L’affaire soulève des interrogations sur le système carcéral, le droit des personnes transgenres et la manière dont certains détenus utilisent ces dispositions. Pour ses détracteurs, il ne s’agit pas d’une évolution sincère mais d’une stratégie pour bénéficier d’un régime carcéral jugé plus souple et peut-être moins dangereux que celui des prisons pour hommes. Plusieurs associations féministes ont exprimé leur inquiétude, dénonçant le risque de voir des détenus manipulateurs accéder à des espaces réservés aux femmes vulnérables.
Du côté des défenseurs des droits des personnes trans, le ton est différent. Ils rappellent que la loi doit être appliquée avec égalité et que chaque prisonnier a droit à la reconnaissance de son identité de genre, même en détention. Pour eux, la récupération polémique autour de ce cas ne doit pas remettre en cause des avancées essentielles en matière de droits LGBTQ+.

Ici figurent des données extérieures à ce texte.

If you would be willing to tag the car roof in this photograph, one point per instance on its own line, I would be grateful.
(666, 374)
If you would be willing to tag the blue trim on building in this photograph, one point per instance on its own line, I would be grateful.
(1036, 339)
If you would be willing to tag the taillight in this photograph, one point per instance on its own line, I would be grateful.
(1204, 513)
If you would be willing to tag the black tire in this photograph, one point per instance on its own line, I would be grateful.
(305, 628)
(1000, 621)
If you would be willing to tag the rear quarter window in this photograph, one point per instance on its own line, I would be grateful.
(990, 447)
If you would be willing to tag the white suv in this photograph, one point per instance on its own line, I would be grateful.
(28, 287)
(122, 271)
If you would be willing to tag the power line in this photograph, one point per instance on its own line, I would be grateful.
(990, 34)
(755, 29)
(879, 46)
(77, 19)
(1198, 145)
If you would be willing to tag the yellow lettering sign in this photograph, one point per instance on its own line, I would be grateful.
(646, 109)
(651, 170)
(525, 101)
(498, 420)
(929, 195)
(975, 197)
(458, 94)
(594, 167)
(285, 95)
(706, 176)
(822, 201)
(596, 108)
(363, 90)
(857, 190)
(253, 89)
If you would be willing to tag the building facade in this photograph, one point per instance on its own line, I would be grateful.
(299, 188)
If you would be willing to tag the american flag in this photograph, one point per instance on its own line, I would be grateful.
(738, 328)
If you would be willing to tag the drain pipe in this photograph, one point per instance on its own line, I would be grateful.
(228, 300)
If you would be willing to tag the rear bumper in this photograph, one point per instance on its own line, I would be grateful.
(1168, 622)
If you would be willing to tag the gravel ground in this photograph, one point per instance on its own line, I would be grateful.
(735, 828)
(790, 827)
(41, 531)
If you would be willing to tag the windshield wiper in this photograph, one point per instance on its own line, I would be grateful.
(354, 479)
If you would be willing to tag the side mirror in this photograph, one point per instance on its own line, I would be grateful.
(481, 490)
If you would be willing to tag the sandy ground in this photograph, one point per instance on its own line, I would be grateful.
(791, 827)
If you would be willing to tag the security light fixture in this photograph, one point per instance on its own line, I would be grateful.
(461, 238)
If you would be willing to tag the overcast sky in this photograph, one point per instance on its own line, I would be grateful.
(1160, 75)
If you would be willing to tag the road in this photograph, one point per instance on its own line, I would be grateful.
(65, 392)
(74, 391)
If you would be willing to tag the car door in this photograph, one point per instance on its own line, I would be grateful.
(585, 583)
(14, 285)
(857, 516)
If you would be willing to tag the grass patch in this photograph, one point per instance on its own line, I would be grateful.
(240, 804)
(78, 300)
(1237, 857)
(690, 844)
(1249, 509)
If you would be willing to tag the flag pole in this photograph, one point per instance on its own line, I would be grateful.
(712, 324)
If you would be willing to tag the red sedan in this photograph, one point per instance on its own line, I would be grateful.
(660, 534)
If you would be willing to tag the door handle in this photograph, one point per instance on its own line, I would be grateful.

Les autorités pénitentiaires reconnaissent être face à un vide juridique. La législation allemande prévoit que l’identité de genre déclarée par un individu soit respectée, mais elle ne donne pas de directives précises concernant les cas sensibles en milieu carcéral. Le débat dépasse d’ailleurs les frontières. Plusieurs pays européens ont déjà dû réagir à des polémiques similaires où des détenus, se déclarant transgenres, ont été accusés d’avoir profité de leur transfert pour agresser d’autres prisonnières.
En Allemagne, la classe politique s’est emparée du dossier. Les partis conservateurs dénoncent une « faille dangereuse » et réclament une révision urgente des règles carcérales. Les écologistes et la gauche appellent à la prudence, craignant des décisions prises dans la précipitation qui pourraient nuire aux véritables personnes transgenres. L’affaire Liebich met en lumière un dilemme délicat : concilier la protection des droits individuels avec la sécurité collective dans un cadre carcéral déjà sous tension.
Cet épisode illustre à quel point les débats autour du genre, de l’identité et de la sécurité s’entrecroisent désormais au cœur des démocraties européennes. Entre remise en question de la sincérité d’une démarche individuelle et peur de manipulations opportunistes, le système pénitentiaire allemand se retrouve face à une zone grise juridique qui appelle, à court terme, un nouveau cadre législatif.